Now, his city tops a list as the best place for those in their golden years to settle down.
Kiplinger's says retirees are finding a lot to like here...affordable health care, low property taxes and tax breaks for retirees.
And, apparently, they're willing to put up with the high humidity and an occasional hurricane.
"Overall, it's a very favorable climate. No snow to deal with which is very high on many retirees' lists," says Kiplinger's Senior Editor Mark Solheim.
He says they were well aware of the city's bad reputation for crime.
"But, we looked a little more closely and decided that the high murder rate is, in fact, something that most of the population doesn't deal with. And property crimes track close to the national average."
Solheim says what retirees do want to deal with are the numerous festivals in the area and some of the country's best food.
And, they have the means to enjoy those things.
"Wherever they come from, they bring their income with them. They'll bring their social security, their pensions and spend that money in the area."

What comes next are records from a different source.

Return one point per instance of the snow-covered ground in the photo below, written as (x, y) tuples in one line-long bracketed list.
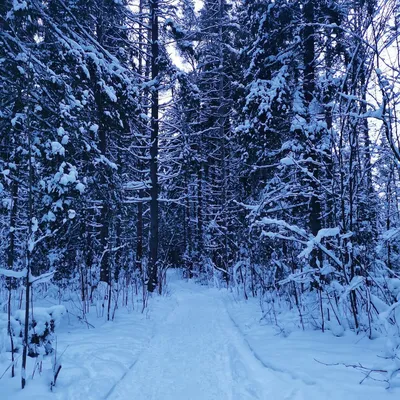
[(198, 343)]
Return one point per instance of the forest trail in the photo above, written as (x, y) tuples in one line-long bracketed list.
[(198, 353)]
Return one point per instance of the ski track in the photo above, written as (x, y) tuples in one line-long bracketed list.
[(191, 348), (199, 354)]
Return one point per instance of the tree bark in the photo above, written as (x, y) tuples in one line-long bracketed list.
[(152, 271)]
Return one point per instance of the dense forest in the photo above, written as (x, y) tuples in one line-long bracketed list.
[(255, 144)]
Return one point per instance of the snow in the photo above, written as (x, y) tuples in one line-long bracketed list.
[(199, 343), (12, 274), (57, 148), (80, 187)]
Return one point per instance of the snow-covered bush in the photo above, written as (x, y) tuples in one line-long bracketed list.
[(42, 325)]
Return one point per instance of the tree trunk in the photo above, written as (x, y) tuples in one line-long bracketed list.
[(152, 273)]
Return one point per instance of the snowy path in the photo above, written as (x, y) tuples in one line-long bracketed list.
[(196, 344), (199, 354)]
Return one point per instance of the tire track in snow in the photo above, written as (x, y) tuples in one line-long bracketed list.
[(269, 366)]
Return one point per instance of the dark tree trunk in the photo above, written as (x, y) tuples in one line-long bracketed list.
[(152, 273)]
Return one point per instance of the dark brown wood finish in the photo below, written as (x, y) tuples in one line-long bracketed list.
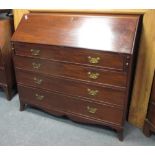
[(149, 125), (77, 65), (67, 105), (90, 31), (72, 71), (73, 55), (7, 77)]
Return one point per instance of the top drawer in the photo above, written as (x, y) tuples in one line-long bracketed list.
[(87, 57)]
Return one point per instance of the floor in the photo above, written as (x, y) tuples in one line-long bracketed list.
[(34, 127)]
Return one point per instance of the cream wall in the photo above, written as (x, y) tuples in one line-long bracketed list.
[(146, 59)]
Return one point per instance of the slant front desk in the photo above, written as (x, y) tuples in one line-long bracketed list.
[(77, 65)]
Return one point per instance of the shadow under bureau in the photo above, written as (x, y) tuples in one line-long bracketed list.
[(149, 124), (7, 76), (77, 65)]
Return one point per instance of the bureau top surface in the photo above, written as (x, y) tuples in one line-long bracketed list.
[(4, 31), (105, 32)]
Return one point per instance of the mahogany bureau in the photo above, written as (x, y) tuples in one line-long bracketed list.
[(149, 125), (77, 65), (7, 77)]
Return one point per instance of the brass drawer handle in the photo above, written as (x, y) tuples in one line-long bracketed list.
[(35, 52), (37, 81), (93, 75), (91, 110), (35, 65), (92, 92), (93, 60), (39, 97)]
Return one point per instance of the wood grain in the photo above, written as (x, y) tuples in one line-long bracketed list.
[(18, 13), (146, 65), (144, 71)]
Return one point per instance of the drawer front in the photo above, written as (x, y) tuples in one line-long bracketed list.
[(70, 105), (2, 76), (152, 113), (74, 55), (75, 88), (72, 71)]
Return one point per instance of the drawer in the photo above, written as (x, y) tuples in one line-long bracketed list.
[(75, 88), (151, 114), (80, 56), (54, 101), (72, 71), (2, 76)]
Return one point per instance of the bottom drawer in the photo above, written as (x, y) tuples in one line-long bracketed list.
[(152, 113), (54, 101), (2, 76)]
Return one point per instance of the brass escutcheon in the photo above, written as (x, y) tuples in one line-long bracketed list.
[(92, 92), (37, 80), (93, 60), (39, 97), (35, 52), (91, 110), (93, 75), (35, 65)]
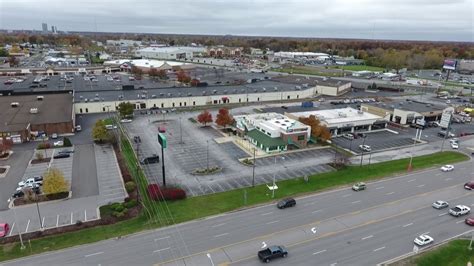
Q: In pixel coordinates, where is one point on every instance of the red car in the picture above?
(469, 185)
(4, 228)
(469, 221)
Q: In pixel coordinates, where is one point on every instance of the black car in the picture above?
(151, 159)
(61, 155)
(285, 203)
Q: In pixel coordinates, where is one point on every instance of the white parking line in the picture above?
(159, 250)
(11, 229)
(319, 252)
(217, 225)
(94, 254)
(224, 234)
(272, 222)
(27, 225)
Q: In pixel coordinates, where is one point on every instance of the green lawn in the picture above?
(159, 214)
(455, 253)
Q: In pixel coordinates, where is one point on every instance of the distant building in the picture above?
(272, 132)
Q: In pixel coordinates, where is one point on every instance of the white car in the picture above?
(440, 204)
(423, 240)
(447, 168)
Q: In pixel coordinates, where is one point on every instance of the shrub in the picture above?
(130, 186)
(130, 204)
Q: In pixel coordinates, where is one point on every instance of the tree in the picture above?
(54, 182)
(5, 146)
(126, 109)
(99, 132)
(205, 117)
(224, 118)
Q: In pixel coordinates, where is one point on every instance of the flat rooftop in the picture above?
(54, 108)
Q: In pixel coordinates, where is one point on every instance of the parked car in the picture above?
(423, 240)
(447, 168)
(151, 159)
(440, 204)
(359, 186)
(285, 203)
(272, 252)
(4, 228)
(469, 185)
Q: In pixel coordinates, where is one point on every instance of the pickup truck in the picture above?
(459, 210)
(272, 252)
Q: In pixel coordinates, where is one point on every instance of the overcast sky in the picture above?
(447, 20)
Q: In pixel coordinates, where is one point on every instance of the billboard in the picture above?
(449, 64)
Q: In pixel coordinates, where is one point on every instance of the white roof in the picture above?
(339, 116)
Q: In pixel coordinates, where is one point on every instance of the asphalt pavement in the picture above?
(357, 228)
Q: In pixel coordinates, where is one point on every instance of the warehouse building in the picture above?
(24, 117)
(344, 120)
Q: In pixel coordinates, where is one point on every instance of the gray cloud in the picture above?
(450, 20)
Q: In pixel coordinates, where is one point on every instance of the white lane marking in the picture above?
(367, 237)
(94, 254)
(163, 249)
(27, 225)
(161, 238)
(319, 252)
(217, 225)
(272, 222)
(224, 234)
(11, 229)
(377, 249)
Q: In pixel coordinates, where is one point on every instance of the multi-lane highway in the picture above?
(336, 227)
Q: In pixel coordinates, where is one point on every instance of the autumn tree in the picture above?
(5, 146)
(318, 131)
(54, 182)
(205, 117)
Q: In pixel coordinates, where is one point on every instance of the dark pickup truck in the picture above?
(272, 252)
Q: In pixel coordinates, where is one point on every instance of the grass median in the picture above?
(159, 214)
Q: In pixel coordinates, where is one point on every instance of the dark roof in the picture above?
(54, 108)
(262, 138)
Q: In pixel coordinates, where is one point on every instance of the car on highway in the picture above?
(423, 240)
(440, 204)
(365, 147)
(469, 185)
(459, 210)
(469, 221)
(447, 168)
(359, 186)
(285, 203)
(4, 228)
(272, 252)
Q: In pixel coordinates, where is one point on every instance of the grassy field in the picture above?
(159, 214)
(455, 253)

Solheim says retirees already living here also cite the friendliness of the people and the ease of getting to where they want to go.
Apparently that applies to the entire metro area.
"There are some retirees who are going to the French Quarter. Not a lot. Some are going to the Garden District. But, we looked at the whole metropolitan area, so that includes Metairie and the Northshore," says Solheim.
And, he says the resident retirees tell him that New Orleans is just a fun place to be.
Kiplinger's says "Seven years after the monster hurricane and levee breaches, N'awlins has bounced back. The rebounding population has helped spawn a building boom of newly constructed and refurbished homes, as well as new infrastructure."